Like most bloggers, comment on what has happened in south Asia feels trite and besides the point. The numbers of the lost are beyond comprehension yet the waiting one person I know is undergoing is excruciating. Like so many we pray that his daughter travelled on to rural Laos as she said she would. It is like 9/11 when we were not sure where our cousin had been working that day. But it is not like 9/11 as it is not about human evil or the lack of defensive foresight or even just the plain bad luck of being in the place at the time as most of the dead will have died in their homes and likely never travelled beyond the place of devastation. I have heard only one distasteful comment from a US talk radio show which stated the New York Times editorial calling the wave "immoral" implied that a moral wave was possible and that it must have been a wave against the USA which was implied. How anyone can take disaster and twist it for such pettiness is beyond me. I did not wait for the person's name so cannot recommend a boycott to his syndication.
Myrick, on the other hand - like so many other bloggers - has done the right thing, listing the Canadian, US and International Red Cross donation websites.
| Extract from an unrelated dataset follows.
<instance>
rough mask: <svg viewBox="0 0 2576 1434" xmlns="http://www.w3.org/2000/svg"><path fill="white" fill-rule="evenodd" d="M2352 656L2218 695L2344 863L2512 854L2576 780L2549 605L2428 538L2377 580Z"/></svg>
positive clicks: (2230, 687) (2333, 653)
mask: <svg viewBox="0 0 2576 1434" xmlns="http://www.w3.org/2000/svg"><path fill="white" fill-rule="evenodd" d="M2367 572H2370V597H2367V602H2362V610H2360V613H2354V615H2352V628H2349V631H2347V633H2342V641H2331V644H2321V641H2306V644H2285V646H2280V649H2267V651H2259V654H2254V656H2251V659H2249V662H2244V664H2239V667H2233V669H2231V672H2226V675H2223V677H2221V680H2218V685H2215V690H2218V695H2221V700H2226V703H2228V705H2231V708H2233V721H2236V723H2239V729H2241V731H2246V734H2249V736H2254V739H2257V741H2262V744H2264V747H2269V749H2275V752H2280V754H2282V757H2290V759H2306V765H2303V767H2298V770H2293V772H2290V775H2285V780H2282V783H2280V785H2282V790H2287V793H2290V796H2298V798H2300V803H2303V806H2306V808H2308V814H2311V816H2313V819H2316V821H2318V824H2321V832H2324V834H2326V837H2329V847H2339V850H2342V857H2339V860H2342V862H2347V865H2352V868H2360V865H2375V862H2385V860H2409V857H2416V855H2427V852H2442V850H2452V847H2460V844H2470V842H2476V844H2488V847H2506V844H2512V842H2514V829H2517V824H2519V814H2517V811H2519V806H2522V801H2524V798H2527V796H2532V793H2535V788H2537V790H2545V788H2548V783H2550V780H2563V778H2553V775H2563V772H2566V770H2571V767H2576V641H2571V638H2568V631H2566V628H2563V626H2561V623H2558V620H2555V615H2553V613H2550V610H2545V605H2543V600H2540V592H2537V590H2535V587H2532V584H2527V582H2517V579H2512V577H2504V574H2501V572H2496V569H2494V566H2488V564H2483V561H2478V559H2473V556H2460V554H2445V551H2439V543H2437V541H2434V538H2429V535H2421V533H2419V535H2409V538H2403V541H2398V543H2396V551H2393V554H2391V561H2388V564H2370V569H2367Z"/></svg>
Please go there or to the agency of your choice and give.

Comments
Alan - December 29, 2004 1:26 pm
Robert makes a great point about Canada standing up and counting now. It is impressive that Canadians individually have already outstripped our government's committment to disaster relief. It is also a shame. We have a machine that can clean 50,000 litres of water a day in the Canadian military's DART project. It is sitting in a warehouse for another day rather than being enroute to a small city somewhere.